Priyankara Wickramasinghe

Personal information
- Full name: Prasad Priyankara Wickramasinghe
- Born: 12 May 1977 (age 49) Colombo, Sri Lanka
- Batting: Left-handed
- Bowling: Legbreak

Domestic team information
- Bloomfield Cricket and Athletic Club
- Chilaw Marians Cricket Club

Career statistics
| Competition | FC | List A |
| Matches | 65 | 41 |
| Runs scored | 1,368 | 139 |
| Batting average | 25.33 | 6.95 |
| 100s/50s | 1/1 | 0/0 |
| Top score | 121* | 20 |
| Balls bowled | 8,105 | 1495 |
| Wickets | 189 | 37 |
| Bowling average | 18.59 | 28.62 |
| 5 wickets in innings | 10 | 0 |
| 10 wickets in match | 1 | 0 |
| Best bowling | 8/47 | 4/48 |
| Catches/stumpings | 45/0 | 10/0 |
- Source: CricInfo, 21 August 2022

= Priyankara Wickramasinghe =

Sri Lankan cricketer

Prasad Priyankara Wickramasinghe (born 12 May 1977) is a Sri Lankan-born cricketer who played for the Malaysia national cricket team, Bloomfield Cricket and Athletic Club, Sri Lankan A team and the Sri Lankan Board XI.
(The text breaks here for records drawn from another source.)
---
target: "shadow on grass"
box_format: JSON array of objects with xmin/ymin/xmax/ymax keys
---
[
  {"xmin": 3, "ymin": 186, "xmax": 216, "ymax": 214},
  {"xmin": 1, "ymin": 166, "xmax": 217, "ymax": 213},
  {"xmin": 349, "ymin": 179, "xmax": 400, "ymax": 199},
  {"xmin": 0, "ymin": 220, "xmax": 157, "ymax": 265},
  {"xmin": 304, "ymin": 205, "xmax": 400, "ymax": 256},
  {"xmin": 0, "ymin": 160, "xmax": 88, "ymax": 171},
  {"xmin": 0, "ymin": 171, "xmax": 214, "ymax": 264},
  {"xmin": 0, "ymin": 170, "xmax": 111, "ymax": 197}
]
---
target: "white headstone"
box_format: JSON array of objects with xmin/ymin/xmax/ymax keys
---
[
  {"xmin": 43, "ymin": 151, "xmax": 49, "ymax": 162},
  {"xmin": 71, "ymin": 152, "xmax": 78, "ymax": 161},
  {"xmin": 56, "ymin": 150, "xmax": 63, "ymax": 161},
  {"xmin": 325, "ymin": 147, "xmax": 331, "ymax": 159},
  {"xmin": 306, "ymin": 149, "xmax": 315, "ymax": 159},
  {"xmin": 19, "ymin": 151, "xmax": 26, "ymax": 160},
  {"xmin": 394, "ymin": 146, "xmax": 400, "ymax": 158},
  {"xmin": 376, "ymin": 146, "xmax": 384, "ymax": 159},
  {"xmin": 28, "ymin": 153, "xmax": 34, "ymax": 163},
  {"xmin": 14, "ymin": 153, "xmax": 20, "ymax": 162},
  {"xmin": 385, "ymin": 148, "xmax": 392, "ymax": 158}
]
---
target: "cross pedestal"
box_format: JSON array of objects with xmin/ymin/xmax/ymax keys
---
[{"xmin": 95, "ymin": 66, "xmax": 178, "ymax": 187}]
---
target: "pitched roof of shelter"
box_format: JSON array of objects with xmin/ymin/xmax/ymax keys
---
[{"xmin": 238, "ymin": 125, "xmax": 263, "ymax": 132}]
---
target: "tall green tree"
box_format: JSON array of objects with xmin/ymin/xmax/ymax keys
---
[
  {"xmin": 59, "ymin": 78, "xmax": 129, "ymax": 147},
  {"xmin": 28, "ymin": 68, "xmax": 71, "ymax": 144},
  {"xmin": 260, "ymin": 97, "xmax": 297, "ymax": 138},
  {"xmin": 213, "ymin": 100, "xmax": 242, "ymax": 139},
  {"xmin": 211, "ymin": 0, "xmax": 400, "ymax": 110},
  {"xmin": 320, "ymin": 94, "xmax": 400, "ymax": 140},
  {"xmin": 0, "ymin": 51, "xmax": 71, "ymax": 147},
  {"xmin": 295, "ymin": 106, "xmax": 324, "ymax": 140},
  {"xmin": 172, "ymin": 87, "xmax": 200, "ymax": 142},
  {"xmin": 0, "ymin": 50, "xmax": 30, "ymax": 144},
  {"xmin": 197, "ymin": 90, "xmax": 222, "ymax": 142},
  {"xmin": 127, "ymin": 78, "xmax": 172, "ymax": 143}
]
==Personal and early life==
Priyankara was educated at Nalanda College, Colombo and played cricket for Nalanda College first XI team from 1994 to 1995 & former Sri Lanka cricket captain Mahela Jayawardene was his teammate.

Malaysian international career

Priyankara made his debut for Malaysia in 2008 against Singapore.